It’s no secret that I don’t care for the vast majority of Hollywood’s super hero films. And why should I? They take unique characters with long histories and unique characteristics, when well written, and reduce them to Hollywood’s usual action archetypes. It’s also no secret that one hero film I actually liked a lot was Disney’s Big Hero 6. Someday, I’ll do a full review of it and go in depth as to why. Now, when I heard there was going to be a cartoon based around the film, I was sceptical. Not because the film makes it an odd fit for a children’s cartoon like The Police Academy, Rambo, Mortal Kombat or The Toxic Avenger. But because I’ve learned that adaptations of good media frequently don’t go so well. Obviously, I was still going to watch it. So, let’s have a look at the first series of Big Hero 6, the cartoon.
The narrative picks up at the end of the film. Most of our heroes are ready to return to their normal lives, but they’re persuaded to continue as Big Hero 6 since there are plenty of people out there who still need help especially with a mysterious new villain, Obake, on the loose. A lot of the episodes are of the “connected but stand alone enough that it can be picked up at most points” variety. We see Obake’s machinations progress as things go on. We also see the team face a variety of threats. Some connected to him, others not.
Honestly, the stories we get throughout do suit the film fairly well. They’re well constructed, fun and just solid super hero stories.
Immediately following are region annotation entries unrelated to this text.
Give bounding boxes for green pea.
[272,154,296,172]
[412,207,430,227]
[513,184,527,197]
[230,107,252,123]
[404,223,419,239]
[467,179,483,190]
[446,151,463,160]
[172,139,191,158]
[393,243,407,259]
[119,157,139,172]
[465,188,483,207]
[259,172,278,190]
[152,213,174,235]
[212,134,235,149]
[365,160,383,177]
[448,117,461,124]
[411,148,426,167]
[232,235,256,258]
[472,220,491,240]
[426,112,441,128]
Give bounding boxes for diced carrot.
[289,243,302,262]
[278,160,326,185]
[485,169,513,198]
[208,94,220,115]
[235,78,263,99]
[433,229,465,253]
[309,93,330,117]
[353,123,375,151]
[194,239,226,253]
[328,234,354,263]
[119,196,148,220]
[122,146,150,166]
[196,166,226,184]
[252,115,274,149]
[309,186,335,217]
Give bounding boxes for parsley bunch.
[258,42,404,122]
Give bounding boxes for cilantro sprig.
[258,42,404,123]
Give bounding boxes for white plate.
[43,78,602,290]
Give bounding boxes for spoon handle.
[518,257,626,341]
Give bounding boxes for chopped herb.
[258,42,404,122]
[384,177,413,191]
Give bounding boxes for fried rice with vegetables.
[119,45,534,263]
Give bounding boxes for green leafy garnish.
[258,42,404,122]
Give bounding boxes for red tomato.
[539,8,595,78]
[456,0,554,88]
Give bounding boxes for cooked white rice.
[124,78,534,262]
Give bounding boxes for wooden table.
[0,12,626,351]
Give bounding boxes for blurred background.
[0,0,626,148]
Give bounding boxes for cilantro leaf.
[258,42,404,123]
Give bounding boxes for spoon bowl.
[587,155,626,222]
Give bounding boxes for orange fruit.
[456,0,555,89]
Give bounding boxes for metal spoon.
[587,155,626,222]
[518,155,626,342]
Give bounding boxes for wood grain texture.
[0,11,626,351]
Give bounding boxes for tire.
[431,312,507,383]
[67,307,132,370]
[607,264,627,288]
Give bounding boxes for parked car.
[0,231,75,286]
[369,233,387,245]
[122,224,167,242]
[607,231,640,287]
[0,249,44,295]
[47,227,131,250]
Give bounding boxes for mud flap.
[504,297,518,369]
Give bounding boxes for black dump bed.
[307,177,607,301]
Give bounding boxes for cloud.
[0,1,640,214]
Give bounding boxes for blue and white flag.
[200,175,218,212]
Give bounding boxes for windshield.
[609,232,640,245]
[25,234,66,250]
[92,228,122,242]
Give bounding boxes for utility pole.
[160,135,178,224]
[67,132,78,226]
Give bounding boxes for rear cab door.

The one exception, at least in the first series, is the episode Fan Friction. In this episode, we find out that one of the supporting cast, Karmi, is writing self-insert fan fiction about the team. Hiro correctly points out that it’s creepy and weird to write fiction about real people you don’t even know but the episode paints him as taking it too personally. Yeah, the stories quite literally have him as her love interest but he shouldn’t be creeped out by it because… Yeah, it’s just a lousy episode. The only good bit is seeing Fred get into it and come up with ship names for all of them. Which is pretty funny.
The cast is great. We see the characters develop a bit from their states in the film. The series does an excellent job of building their interactions and dynamics. We also get some new characters. Professor Granville is a very strong character. Mini Max is very enjoyable. Felony Carl may be one of my favourite incidental characters in anything. And you can’t leave out Fred’s father, Boss Awesome. He doesn’t appear all that much, but it’s great when he does.
The villains are really strong as well. Obake, Momakase, Globby, Baron Von Steamer even Noodle Burger Boy. They’re all great villains in their own ways. And one thing I appreciate is the way they can have villains, like Steamer, who are nods to the silver age of comics while maintaining a writing aesthetic that’s more like the bronze age in the way it can be more serious but also embrace the sillier, more light-hearted aspects of comics when it works.
The only character I actually don’t like is Karmi. At first, I just thought she was mildly annoying with her obsession with Hiro’s hero persona, but after she got an actual episode, and it was by far the worst episode in the series, I kind of got to the point where I found her pretty intolerable.
Clearly, the cartoon does not have the budget that the film did. And, as such, it uses a much more simplistic style. I don’t mind that and I think the animators did a great job on the artwork and animations. The one criticism I do have is that the style has a very toothy way of making the characters talk and it can be a bit off-putting.
Most of the film’s actors reprise their roles in the series and do a stellar job. The exceptions are Damon Wayans Jr as Wasabi and TJ Miller as Fred. The two of them are replaced by Khary Payton & Brooks Wheelan. Maybe Wayans & Miller didn’t want to do the cartoon, maybe they had other obligations at the time, maybe they wanted more money, maybe the controversies Miller got involved in had Disney decide to replace him. I honestly don’t know. But I do have to give both Payton & Wheelen credit, they did an excellent job of sounding enough like the film versions to fit the roles and they deliver their lines really well.
This series also gets some amazing performances in the side roles. The late Stan Lee voiced Boss Awesome. Gordon Ramsay voices a celebrity chef who challenges Aunt Cass in an underground cooking competition. Jennifer Lewis, John Michael Higgins, Andrew Scott, Naoko Mori & Diedrich Bader are all excellent as well. It’s just a very immaculately directed and performed series.
The music is well composed too. Adam Berry did an amazing job of capturing the aesthetic of the series in his compositions.
Areas of Improvement:
- Show fewer teeth when the characters talk.
- Outright lose the Fan Friction episode. You can find another way to introduce the new techniques from that episode without the cringe. It also makes Karmi a much worse character than she would be otherwise.
- A bit more Felony Carl. I would actually watch an entire spin off about this dude in spite of him having rare and short appearances. Because those appearances are so compelling and memorable.
This cartoon is pretty damn excellent. It features strong characterisation, a compelling narrative and solid fundamentals. The only major flaw is the Fan Friction episode. Aside from that, everything comes together very strongly. As such, I’m going with a 9/10 on this one.